Unsupervised Learning: Feature Transformation

#machinelearning #unsupervisedlearning

This is the 16th in a series of class notes as I go through the Georgia Tech/Udacity Machine Learning course. The class textbook is Machine Learning by Tom Mitchell.

Feature Transformation

The problem of preprocessing a set of features to create a new (smaller/more compact) feature set, while retaining as much (relevant? useful?) information as possible. For example in linear algebra terms, you can create new features that are some linear combination of existing features.

Why do Feature Transformation as a standalone topic?

Any problem with a large amount of features that have plenty of false positives and negatives will want some form of Feature Transformation.

One example: The information retrieval, or ad hoc retrieval problem, like with Google needing to look up documents based on given search terms.
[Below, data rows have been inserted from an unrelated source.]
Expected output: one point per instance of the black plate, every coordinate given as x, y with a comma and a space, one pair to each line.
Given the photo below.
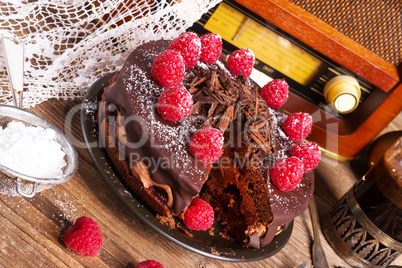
201, 242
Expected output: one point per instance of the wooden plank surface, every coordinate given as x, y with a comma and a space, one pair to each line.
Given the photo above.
31, 229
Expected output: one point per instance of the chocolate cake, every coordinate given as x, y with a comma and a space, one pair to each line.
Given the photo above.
152, 156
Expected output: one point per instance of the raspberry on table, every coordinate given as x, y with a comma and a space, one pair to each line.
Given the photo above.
199, 215
189, 46
286, 173
297, 126
308, 152
211, 47
206, 145
275, 93
175, 103
149, 264
241, 61
168, 68
84, 237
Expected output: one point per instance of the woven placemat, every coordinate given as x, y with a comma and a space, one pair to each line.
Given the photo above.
376, 25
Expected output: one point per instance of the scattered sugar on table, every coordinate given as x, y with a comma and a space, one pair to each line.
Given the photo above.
31, 150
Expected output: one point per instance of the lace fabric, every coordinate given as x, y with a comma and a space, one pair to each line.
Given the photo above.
69, 44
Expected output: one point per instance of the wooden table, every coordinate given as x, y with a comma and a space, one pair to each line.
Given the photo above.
30, 228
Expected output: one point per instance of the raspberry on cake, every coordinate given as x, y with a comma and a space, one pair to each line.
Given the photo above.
241, 61
189, 46
84, 237
275, 93
175, 103
168, 68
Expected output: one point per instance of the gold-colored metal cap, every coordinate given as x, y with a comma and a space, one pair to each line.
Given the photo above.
343, 93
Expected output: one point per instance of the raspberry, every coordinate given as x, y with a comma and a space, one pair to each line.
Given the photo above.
168, 68
211, 47
189, 46
286, 173
199, 215
241, 61
175, 103
297, 126
84, 237
206, 145
149, 264
275, 93
308, 152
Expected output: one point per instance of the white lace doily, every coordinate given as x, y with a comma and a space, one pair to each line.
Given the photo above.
69, 44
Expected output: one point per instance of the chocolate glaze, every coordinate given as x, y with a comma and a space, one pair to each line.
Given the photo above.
135, 95
162, 145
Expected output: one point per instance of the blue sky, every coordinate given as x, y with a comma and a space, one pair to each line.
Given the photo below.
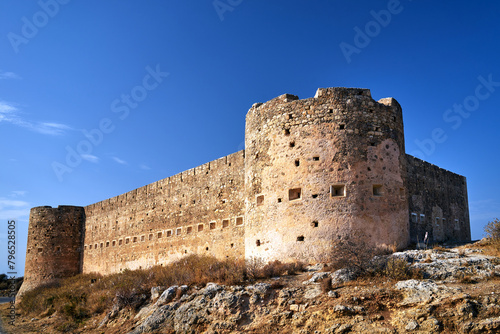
164, 86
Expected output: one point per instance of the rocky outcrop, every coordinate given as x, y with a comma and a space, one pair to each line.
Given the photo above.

For google, all the words in a document are features (give or take some cleaning). That's a lot of words, bringing us the curse of dimensionality. But most relevantly here, the words also aren't very good indicators (because of polysemy and synonymy) which cause a lot of false positives and negatives. Doing feature selection will not solve this problem.

Principal Components Analysis

It is an example of an Eigenproblem. PCA finds the directions of maximum variance that are mutually orthogonal. You are able to perfectly reconstruct (or describe) your data with PCA, but most commonly
if you take a subset of the principal components you will minimize the L2 error for the dimensions you pick.

Eigenvalues and Dimensionality Reduction

Eigenvalues indicate importance of each PC, and a 0 eigenvalue means that dimension is irrelevant. PCA does dimensionality reduction by sorting eigenvalues and picking the top k values. You can visualize this with a Scree Plot

You use PCA to transform features to a new space where you know how to do the filtering.

Independent Components Analysis

PCA is about finding correlation by maximizing variance.

ICA tries to maximize independence. Transforming a set of features X into new features Y with no mutual information between any Y feature, but maximum mutual info between X and Y (being able to reconstruct the data).

This is applied in the Blind Source Separation problem (aka the Cocktail Party Problem) - where microphones try to isolate sound of individual people despite picking up extra noise. Each microphone receives some linear combination of the multiple sources, and you can model it with ICA and work backwards to create sound streams of individual voices.

In contrast to PCA, ICA is local and unsorted. It just focuses on unique traits, which is a very nice feature to have for sound and natural images - they detect edges in images! When you apply this to our original problem of documents, ICA gives you topics - collections of words that select for specific topics.

Alternatives

RCA: Random Components Analysis instead of finding dimensions with highest variance, it just picks random dimensions. It works remarkably well if the next thing you do is a form of classification because you still maintain information, but have lower dimensions so you still pick up some correlations. It's less efficient but faster than PCA.

LDA: Linear Discriminant Analysis finds a projection that discriminates based on the label (like supervised learning) - separates based on label. After the 90's, Latent Dirichlet Allocation has become the more popular LDA.